Partnership · CodeSOTA × Xfaang

We don't just track the state of the art. We run it.

CodeSOTA is the open, dated benchmark registry Xfaang pays for — and is not allowed to touch. The wall between us is the most useful thing we built.

Kacper Wikiel·CodeSOTA, sponsored by Xfaang·Warsaw·25 May 2026·8 min

Fig. 01 — The frontier, kept current. Solid bars are today's record; the dotted screen behind each is the result it replaced.

"State of the art" is the most abused phrase in artificial intelligence. It shows up on every launch slide and in every sales deck, almost always missing the two things that would let you check it: a date, and a source. Best — when? Measured how? Against whom? Reproduced by anyone, or asserted by the team that shipped the model and priced the API? Strip those away and "state of the art" stops being a measurement. It becomes a mood.

We got tired of the mood. So we built the instrument.

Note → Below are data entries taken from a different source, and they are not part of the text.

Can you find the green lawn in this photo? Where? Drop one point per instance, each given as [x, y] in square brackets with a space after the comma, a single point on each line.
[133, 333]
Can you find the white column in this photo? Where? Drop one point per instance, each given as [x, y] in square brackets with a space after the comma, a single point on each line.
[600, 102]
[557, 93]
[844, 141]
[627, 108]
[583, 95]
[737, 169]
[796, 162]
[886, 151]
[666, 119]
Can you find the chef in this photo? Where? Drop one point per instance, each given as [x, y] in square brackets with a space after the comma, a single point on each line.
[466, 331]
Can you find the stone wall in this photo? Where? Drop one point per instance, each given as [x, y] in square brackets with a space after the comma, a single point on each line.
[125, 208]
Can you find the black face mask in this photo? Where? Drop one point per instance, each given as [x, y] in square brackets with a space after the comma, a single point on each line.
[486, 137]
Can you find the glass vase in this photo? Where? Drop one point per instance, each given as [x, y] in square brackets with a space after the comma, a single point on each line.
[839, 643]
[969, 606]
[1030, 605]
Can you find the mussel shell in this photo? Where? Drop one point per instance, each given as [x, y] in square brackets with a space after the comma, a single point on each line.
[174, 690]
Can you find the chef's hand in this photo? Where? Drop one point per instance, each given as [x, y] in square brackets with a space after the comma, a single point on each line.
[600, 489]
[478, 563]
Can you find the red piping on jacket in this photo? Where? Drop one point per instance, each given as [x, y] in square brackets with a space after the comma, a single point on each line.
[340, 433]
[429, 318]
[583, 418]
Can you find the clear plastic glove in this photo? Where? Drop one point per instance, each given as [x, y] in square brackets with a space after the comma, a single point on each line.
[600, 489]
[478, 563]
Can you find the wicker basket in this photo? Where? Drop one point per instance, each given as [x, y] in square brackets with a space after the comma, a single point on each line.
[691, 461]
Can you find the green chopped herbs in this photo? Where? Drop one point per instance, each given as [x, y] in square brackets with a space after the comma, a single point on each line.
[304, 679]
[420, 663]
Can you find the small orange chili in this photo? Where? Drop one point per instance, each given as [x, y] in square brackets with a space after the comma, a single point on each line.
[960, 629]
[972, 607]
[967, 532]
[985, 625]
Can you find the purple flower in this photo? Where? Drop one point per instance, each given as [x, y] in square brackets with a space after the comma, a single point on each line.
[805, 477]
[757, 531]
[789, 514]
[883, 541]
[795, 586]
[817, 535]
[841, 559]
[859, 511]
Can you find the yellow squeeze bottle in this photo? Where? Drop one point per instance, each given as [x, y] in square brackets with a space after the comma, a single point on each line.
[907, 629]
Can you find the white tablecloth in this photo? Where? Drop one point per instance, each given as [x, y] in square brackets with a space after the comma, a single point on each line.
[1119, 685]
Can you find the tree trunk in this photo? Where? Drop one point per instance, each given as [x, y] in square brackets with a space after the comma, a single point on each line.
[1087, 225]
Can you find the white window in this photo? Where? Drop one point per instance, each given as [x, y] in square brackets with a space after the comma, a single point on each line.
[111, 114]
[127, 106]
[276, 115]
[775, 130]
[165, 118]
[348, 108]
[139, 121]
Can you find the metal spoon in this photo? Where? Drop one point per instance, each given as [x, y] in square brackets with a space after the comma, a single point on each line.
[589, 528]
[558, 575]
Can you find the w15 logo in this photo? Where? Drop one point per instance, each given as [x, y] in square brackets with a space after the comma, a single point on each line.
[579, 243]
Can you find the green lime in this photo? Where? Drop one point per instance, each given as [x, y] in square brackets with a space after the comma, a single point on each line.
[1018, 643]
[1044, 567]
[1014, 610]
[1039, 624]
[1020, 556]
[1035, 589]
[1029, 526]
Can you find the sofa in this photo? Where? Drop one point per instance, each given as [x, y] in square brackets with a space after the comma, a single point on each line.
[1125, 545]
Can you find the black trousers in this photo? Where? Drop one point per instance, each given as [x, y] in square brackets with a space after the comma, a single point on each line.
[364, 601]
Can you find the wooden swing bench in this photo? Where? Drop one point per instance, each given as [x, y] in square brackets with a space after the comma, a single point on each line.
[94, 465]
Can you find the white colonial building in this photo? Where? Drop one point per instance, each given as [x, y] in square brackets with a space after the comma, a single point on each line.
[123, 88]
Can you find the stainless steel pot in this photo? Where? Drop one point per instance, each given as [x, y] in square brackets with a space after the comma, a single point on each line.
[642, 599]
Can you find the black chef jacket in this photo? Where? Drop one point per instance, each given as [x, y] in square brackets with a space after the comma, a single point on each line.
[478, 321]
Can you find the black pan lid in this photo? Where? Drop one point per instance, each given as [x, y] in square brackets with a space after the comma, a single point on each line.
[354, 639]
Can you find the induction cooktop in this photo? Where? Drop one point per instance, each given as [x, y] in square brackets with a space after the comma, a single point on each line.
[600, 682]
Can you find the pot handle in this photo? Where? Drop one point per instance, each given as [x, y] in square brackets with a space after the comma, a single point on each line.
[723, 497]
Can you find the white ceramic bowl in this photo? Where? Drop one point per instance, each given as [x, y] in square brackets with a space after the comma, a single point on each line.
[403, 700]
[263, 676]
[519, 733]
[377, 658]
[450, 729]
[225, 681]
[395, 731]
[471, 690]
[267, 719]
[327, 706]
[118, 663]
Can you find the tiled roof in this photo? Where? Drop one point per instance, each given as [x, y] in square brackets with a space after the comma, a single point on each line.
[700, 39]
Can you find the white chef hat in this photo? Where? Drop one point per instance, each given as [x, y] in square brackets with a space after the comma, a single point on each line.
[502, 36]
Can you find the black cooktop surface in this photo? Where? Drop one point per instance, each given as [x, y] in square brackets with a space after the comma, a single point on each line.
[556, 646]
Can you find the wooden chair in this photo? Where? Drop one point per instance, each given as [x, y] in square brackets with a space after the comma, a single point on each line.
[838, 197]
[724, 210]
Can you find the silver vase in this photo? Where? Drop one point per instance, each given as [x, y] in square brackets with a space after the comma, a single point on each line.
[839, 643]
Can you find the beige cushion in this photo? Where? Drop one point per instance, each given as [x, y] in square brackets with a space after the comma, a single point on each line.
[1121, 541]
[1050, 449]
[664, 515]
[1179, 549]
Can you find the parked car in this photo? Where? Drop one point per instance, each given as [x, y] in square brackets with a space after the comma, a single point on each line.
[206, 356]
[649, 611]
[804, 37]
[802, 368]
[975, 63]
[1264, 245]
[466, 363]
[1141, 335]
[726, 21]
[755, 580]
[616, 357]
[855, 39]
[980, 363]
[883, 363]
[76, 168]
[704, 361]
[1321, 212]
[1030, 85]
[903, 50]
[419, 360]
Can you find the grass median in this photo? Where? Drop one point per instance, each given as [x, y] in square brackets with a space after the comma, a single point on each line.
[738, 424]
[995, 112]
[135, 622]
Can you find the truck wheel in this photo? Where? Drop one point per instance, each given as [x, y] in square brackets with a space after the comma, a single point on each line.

It is called CodeSOTA, and as of the April 2026 snapshot it holds 9,102 benchmark results across 163 models and 371 datasets, sorted into nine capability areas and 121 tasks. Every row carries a date and a source. None of them carry anyone's opinion. This piece is about an arrangement that confuses people when they first hear it: why an automation firm — Xfaang — pays to keep a public registry running that it is structurally forbidden from editing, and what that wall says about how we work.

§ 01 — The map, not the moodThe frontier moves; most people are quoting last year

The uncomfortable fact about this field is that the frontier moves faster than the slides describing it. A record set in spring is folklore by autumn. Benchmarks saturate and get quietly abandoned. A number screenshotted from a vendor chart tells you nothing about whether it was self-reported, cherry-picked, or run on a test set the model had already seen.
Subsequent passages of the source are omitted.